Hay escasez de papel higiénico y cloro. También faltan máscaras protectoras y guantes para la gente que trabaja allí y para los residentes de los refugios”.

“Por el momento si alguien presenta síntomas, no pueden ir a los hospitales. Se los aísla en los mismos refugios porque no hay máscaras suficientes para las personas que están tosiendo”.

“Por otro lado, a las personas que viven en carpas, se les aconseja quedarse dentro de ellas, circular lo menos posible. A través de un sistema telefónico, estamos entrenando a voluntarios, para que eduquen a la gente que vive en las calles acerca de los peligros de las transmisiones y contagio. Para que se cuiden los unos a los otros. Muchos de ellos enfrentan situaciones serias de adicciones, enfermedades pulmonares o de hígado, infecciones y otras situaciones complejas que los ponen en un riesgo aún mayor ante la pandemia”.
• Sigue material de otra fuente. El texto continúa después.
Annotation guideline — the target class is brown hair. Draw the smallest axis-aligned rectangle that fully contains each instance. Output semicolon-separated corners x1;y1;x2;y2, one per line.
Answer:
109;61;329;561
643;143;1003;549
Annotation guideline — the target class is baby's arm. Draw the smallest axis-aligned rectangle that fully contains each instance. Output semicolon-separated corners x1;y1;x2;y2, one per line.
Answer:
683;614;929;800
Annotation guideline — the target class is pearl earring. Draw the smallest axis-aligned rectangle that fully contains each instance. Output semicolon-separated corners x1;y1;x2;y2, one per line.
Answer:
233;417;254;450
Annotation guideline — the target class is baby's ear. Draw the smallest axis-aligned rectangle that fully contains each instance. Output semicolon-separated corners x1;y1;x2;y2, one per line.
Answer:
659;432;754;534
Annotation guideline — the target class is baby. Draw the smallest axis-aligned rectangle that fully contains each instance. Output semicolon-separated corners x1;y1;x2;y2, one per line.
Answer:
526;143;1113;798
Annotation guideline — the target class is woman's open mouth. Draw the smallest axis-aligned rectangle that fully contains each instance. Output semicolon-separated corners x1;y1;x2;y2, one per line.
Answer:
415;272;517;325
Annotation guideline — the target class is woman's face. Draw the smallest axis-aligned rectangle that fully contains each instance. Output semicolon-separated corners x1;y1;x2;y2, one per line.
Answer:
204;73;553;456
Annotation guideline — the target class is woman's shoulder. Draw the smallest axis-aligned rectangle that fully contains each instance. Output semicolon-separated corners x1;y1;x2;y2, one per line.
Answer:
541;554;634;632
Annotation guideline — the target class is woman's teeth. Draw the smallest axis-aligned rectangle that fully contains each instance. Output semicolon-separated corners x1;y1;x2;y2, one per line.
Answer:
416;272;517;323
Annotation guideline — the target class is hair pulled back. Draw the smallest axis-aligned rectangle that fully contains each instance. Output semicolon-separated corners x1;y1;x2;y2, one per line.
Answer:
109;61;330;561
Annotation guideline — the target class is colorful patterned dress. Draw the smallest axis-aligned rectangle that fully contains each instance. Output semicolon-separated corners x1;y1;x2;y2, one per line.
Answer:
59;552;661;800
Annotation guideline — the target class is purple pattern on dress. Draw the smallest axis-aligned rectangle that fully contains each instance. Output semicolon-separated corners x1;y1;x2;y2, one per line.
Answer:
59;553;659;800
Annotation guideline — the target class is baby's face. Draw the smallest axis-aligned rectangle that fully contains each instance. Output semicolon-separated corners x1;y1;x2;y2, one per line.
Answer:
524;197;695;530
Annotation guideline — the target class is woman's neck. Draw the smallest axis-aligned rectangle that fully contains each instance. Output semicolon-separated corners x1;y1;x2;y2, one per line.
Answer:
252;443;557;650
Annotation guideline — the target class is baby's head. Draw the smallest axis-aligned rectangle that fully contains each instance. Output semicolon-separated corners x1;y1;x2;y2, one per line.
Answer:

No hay lugar para ellos, me dice Peter.

Me cuenta que en esta semana se planificará la apertura de algunos hoteles en la ciudad de Oakland para albergar a las personas que ya están enfermas. El costo es de 200 dólares por noche y se prevén 300 camas. El presupuesto no alcanza para contratar ambulancias, por lo que el traslado de los enfermos a los hoteles, todavía no se sabe cómo se hará. “No podemos llamar a Uber”, me dice Peter riendo.

Me cuenta de la labor de las Naciones Unidas. Me nombra a Farha Leilani y su trabajo por los derechos humanos. En un perfecto español me dice que se están haciendo reuniones virtuales para tratar las situaciones de las villas, las favelas y homeless.

Nos despedimos con afecto. Le agradezco por su trabajo, él es uno de los heroicos.

Antes de la pandemia, todos los miércoles por la tarde íbamos con mi hijo a caminar al costado del camino que bordea el mar. Me gusta seguir los pasos de Dante. Ver cómo va caminando su rutina. Al final de la caminata nos íbamos al pueblo. En un pequeño negocio de la calle principal nos esperaba Marie Louise. Alta, de ojos bellos y claros. Con su acento sueco, me decía “bienvenida señorra”. Solamente me cobraba un sandwich aunque comiéramos dos y el paquetito de papas fritas iba de yapa.

Charlábamos de jazz, de poesía. Ella me contaba que trabajaba casi doce horas por día, siete veces a la semana, para ahorrar y viajar. Su lugar favorito en el mundo es San Telmo. Allí pasó todo un todo un verano enamorada de un hombre que según ella era igual al Che. “Nunca bailé y me reí tanto, qué belleza de hombre, no como estos”, me decía, señalando con desdén a los parroquianos del pueblo.

Recién suena mi celular. Era Marie Louise. “Me dejaron sin trabajo”, me dice. “Estoy en Pescadero, sentada en el auto, mirando el mar para no volverme loca”.

Charlamos, nos confortamos. Nos decimos una y mil veces que vamos a estar bien.

“Por favor, le digo, a cualquier hora, lo que necesites, acá estoy”.

Me contesta agradeciendo. Me manda una foto de su jardín y firma el mensaje.